Monday, December 17, 2012

Ps. 72.15 (Epiphany)


May he live!
Let gold of Sheba / be given to him
let the peoples pray / for him continually
let them bless him / through the day. 

From the king’s outward movement toward the poor and the needy, the psalm now shifts back again to the king becoming the object—of life, gold, prayer and blessing. It largely summarizes what we have already reflected upon. However, the condensing of these themes offers us a way of seeing how intimately tied together these realities are. The perpetuity of the king, is matched by his world wide acknowledgment, which is met by prayer and blessing of “all the peoples”. The importance of this must be highlighted: that the king’s being endowed with God’s ‘righteousness and justice’ lifts him up into the sphere of God’s eternal forever (“May he live!”). The covenant with the king is his entrance into this realm and it is his guarantee by oath that God will maintain him there. It is, within that realm of God’s covenantal presence, that the king’s perpetuity establishes him as the world-king.
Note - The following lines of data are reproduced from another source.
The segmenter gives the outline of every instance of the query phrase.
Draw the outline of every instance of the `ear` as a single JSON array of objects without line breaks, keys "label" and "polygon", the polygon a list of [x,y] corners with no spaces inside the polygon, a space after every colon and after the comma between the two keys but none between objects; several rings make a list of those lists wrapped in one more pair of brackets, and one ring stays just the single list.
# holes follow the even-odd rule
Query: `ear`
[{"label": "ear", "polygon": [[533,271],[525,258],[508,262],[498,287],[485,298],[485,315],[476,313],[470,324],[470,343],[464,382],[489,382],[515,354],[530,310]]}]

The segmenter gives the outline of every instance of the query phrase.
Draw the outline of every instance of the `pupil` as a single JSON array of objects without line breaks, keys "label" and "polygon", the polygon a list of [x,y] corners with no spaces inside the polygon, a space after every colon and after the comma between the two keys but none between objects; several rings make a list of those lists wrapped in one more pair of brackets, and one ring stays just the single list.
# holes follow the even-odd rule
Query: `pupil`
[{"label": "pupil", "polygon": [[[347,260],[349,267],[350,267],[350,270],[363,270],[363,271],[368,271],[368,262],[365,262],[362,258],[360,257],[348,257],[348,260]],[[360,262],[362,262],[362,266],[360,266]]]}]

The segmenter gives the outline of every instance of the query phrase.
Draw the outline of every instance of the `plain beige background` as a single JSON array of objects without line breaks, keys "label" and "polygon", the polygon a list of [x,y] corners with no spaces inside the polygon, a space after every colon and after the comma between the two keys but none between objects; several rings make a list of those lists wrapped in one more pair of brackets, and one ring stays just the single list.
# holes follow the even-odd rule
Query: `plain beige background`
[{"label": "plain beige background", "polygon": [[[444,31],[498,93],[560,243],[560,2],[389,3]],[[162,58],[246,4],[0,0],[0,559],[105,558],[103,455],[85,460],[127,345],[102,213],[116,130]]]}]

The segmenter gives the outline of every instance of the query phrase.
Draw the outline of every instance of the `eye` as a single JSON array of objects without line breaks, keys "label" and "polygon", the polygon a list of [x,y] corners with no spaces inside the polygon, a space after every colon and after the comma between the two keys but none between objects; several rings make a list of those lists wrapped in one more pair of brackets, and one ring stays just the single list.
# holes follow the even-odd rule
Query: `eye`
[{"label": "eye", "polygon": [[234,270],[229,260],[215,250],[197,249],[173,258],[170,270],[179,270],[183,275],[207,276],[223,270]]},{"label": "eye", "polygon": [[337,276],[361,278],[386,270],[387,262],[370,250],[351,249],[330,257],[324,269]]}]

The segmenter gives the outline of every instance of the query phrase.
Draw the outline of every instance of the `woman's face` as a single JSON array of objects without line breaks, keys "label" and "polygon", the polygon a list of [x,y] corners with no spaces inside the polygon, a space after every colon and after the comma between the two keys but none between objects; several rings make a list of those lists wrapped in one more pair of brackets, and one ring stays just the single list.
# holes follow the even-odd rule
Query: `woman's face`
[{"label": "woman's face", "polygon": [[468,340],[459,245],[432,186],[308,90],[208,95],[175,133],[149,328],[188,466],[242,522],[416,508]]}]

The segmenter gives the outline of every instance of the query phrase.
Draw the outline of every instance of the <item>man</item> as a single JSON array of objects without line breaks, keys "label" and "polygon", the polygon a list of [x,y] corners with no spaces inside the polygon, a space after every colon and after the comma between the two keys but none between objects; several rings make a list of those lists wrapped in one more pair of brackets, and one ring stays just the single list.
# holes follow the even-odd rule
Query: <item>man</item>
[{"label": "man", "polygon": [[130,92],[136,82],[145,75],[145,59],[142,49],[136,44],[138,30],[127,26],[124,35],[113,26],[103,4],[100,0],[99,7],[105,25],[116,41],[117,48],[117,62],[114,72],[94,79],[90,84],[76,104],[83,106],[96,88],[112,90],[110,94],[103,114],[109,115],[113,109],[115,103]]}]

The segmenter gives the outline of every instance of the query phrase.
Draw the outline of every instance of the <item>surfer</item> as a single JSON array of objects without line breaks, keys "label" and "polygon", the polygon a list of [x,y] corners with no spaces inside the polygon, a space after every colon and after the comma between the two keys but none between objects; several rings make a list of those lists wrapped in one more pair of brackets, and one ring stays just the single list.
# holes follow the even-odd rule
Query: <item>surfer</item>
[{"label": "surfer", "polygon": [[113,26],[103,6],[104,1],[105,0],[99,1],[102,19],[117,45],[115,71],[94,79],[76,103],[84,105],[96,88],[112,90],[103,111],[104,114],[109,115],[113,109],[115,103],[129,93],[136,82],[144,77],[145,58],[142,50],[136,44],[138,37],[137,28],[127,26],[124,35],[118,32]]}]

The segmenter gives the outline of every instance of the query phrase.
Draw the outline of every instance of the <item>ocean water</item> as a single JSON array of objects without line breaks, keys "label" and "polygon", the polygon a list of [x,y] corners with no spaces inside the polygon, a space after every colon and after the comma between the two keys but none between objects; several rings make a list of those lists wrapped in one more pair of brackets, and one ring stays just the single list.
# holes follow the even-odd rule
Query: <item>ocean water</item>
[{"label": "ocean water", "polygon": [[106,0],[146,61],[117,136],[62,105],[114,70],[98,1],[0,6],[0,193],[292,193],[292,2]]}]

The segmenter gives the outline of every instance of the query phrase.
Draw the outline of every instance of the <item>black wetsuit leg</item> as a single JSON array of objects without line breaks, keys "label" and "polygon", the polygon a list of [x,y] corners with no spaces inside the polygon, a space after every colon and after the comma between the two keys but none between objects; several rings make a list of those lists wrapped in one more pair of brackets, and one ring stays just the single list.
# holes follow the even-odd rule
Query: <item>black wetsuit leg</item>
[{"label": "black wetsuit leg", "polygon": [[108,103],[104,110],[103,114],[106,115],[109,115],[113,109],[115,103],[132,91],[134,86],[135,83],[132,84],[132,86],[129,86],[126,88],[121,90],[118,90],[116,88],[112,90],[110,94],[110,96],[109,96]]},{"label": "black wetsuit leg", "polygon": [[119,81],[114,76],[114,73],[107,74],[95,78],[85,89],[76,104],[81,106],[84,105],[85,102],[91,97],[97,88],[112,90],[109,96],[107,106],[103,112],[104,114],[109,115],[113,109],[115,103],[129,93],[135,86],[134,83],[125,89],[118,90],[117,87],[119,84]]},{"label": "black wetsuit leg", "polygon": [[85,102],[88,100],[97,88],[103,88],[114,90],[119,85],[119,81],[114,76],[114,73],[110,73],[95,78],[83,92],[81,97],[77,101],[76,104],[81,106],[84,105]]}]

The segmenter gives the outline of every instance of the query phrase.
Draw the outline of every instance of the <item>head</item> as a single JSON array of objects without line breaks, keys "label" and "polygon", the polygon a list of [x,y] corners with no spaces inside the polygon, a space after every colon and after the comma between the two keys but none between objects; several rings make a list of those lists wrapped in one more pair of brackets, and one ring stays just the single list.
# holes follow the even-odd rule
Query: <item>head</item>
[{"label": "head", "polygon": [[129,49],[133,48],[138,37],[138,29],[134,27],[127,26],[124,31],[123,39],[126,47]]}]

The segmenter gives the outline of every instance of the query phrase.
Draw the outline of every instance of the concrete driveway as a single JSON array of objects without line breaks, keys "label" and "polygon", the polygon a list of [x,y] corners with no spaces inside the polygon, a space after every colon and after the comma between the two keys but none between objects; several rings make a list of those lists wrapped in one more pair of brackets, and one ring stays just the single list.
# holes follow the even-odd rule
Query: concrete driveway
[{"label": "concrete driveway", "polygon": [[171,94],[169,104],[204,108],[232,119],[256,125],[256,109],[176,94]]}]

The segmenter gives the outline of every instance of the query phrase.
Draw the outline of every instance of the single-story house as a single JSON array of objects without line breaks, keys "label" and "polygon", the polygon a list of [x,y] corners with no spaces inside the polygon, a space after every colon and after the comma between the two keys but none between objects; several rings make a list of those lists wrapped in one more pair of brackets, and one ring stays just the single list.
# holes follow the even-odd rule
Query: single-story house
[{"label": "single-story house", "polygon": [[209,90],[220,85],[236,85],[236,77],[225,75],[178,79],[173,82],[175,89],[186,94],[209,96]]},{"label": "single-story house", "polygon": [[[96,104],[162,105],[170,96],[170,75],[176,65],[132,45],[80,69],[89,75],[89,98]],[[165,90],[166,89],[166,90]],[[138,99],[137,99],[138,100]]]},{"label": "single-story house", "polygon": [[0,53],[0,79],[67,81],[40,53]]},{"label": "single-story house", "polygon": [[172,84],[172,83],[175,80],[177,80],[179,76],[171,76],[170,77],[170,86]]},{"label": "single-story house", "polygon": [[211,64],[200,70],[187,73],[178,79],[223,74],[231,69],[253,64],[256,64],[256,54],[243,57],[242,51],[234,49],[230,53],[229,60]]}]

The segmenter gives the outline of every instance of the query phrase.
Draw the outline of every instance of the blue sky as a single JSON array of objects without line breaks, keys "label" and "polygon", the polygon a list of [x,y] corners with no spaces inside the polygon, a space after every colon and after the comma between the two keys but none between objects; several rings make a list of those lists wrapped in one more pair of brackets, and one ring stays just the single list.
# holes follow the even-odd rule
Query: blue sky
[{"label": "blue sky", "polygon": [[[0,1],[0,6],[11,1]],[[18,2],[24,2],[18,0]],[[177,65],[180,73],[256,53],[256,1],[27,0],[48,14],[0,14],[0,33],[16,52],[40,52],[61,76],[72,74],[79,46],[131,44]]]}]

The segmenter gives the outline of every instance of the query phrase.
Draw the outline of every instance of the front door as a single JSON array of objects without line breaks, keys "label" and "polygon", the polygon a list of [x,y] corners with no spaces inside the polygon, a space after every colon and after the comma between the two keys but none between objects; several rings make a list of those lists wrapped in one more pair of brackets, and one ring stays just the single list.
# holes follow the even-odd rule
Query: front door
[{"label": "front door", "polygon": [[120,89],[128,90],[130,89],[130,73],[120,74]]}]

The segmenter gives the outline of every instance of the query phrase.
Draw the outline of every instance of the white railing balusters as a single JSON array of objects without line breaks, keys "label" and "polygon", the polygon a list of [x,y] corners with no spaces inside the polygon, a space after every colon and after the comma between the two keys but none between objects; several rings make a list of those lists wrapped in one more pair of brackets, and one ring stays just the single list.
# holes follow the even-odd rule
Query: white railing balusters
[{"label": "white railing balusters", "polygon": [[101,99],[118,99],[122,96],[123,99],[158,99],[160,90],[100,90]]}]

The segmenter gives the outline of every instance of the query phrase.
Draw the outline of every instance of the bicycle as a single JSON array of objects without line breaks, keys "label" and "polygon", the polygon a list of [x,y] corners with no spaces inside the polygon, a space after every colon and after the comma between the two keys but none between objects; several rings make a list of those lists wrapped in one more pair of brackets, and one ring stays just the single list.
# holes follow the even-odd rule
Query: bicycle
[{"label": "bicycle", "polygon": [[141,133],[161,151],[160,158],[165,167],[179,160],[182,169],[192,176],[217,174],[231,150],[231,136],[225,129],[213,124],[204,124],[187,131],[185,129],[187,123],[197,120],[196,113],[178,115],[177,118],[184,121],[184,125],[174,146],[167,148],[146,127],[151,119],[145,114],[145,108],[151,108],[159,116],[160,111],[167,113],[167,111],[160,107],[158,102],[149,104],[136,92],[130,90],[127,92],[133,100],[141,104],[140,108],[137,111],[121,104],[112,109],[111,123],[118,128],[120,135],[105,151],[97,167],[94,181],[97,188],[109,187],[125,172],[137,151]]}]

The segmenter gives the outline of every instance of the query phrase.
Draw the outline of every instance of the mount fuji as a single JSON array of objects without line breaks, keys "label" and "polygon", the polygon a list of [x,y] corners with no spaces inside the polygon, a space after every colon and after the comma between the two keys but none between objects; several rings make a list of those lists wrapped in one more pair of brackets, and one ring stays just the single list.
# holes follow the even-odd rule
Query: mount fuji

Only a king who has, through God’s covenantal power, moved beyond death, can be a world-king. Only this king can become the object of the world’s gifts and tribute. The contours of the king’s perpetuity now take on the contours of world-wide kingdom (“Let gold of Sheba be given him!”).
He becomes the vessel of the world’s honor and beauty. This ‘gift-giving’ is obviously more than mere ‘respect’. It is the ‘wealth of the nations’. It is the handing over, by the kings of this world (all the powers summed up), of the honor that, in this king, reflects the uniqueness of God himself. In this way, the varied wealth of the world finds its home. As is also clear, they are the physical ‘prayers’ of the kings, for now, from the ‘high’ of the king the psalms shifts to the ‘low’ of “the peoples” who have no gold but do have ‘prayers and blessing’. This ‘perpetuity’ of the king, although one granted by entering into the realm of God, is also something that is held up ‘from below’. The king’s ‘perpetuity’ is buttressed by the ‘continuous’ prayers “of the peoples”. And, “through the day” they bless him. They solidify him in his reign through their concern for him. God’s concern for the king is met by the perfect concern of the people for the king. In this way the king becomes the ‘hinge’ between heaven and earth (very similar to the Temple itself). He becomes the vessel of God’s righteousness and justice and the vessel of the people’s prayers and blessing—these two aspects are the ‘ingredients’ of the king as in him peace between heaven and earth is found in their twin blessings. When the gold of the nations are delivered to the king, the kingdom has arrived and begun.